Técnicas de Venda

Tem operação de consórcio morrendo porque o vendedor depende de uma única administradora.

Vendedor de consórcio diante de opções limitadas sobre a mesa de trabalho

A dependência de uma única administradora parece confortável. Você conhece a tabela, domina o processo, tem a relação. O problema é que esse conforto é também uma jaula. Cada cliente que não cabe naquela tabela é uma venda perdida que nem aparece no relatório.

A jaula da administradora única

Quando você opera com uma só administradora, está limitado à carteira de cartas, à política de lance, às condições de contemplação e às regras comerciais daquela empresa. Esse conjunto define o tamanho do que você consegue oferecer.

O cliente cujo cenário não cabe nesse conjunto fica sem solução. Você força um encaixe ruim ou perde a venda. Nos dois casos, perde. E como a venda perdida nunca é registrada, a operação não percebe quanto dinheiro escorre por esse buraco.

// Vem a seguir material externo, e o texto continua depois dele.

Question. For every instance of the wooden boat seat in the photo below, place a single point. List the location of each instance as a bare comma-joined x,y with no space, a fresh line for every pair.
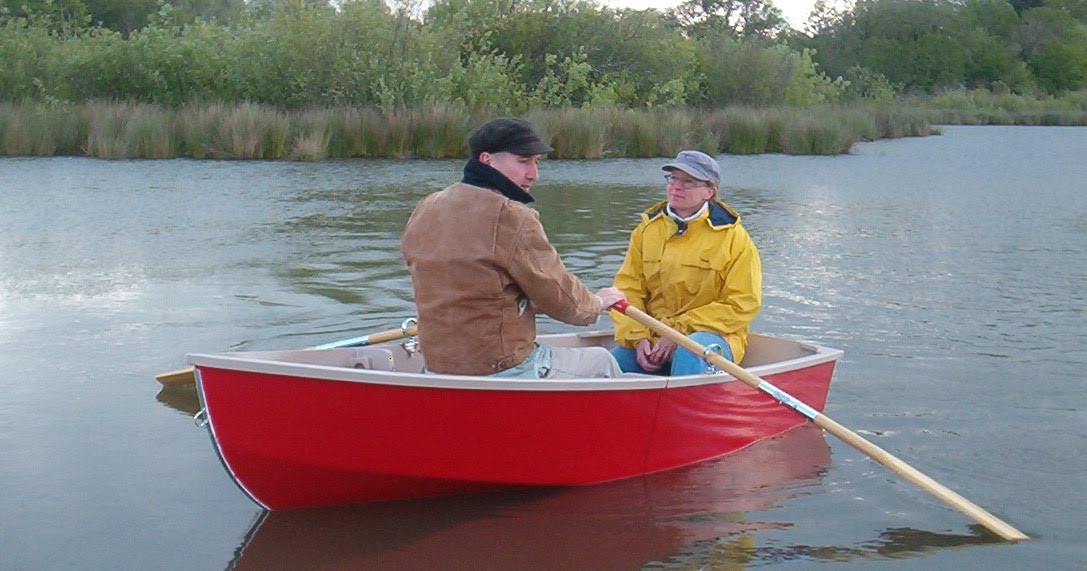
374,358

A dependência também deixa a operação refém. Se a administradora muda política, atrasa contemplação ou aperta condição, você não tem para onde ir. Esse risco é o oposto da segurança que a estrutura traz para o mercado de consórcio atual.

O custo invisível da dependência

O custo aparece em três frentes. Vendas perdidas com clientes que não cabem na tabela única. Ticket limitado, porque crédito alto muitas vezes exige composição que uma administradora só não comporta. E fragilidade, porque qualquer mudança da administradora afeta toda a operação.

Nenhum desses custos aparece de forma óbvia. Por isso a dependência sobrevive tanto tempo. Ela mata a operação devagar, sem alarme.

Operação de consórcio restrita a uma única fonte de crédito

Como sair da dependência

A saída é ampliar as fontes. Operar com múltiplas administradoras devolve à operação a capacidade de atender quase qualquer cenário e reduz o risco de ficar refém de uma única empresa.

Isso também é base para crescer com segurança. Quem quer organizar a operação para escalar precisa antes garantir que não está preso a uma fonte única, porque escalar uma dependência só amplia a fragilidade.

Profissional buscando ampliar as opções da operação

Perguntas frequentes

Quais os riscos de trabalhar com uma única administradora de consórcio? A dependência de uma administradora limita opções de carta, prazo e lance, e deixa a operação refém de uma única tabela e política comercial. Isso reduz a capacidade de atender cenários diferentes, limita o ticket em crédito alto e enfraquece o fechamento, com vendas perdidas que nem aparecem no relatório.

Como reduzir a dependência de uma única administradora? Ampliando as fontes de crédito com mais de uma administradora. Isso devolve à operação a capacidade de atender quase qualquer cenário, reduz o risco de ficar refém de mudanças de uma única empresa e cria base segura para crescer sem ampliar a fragilidade.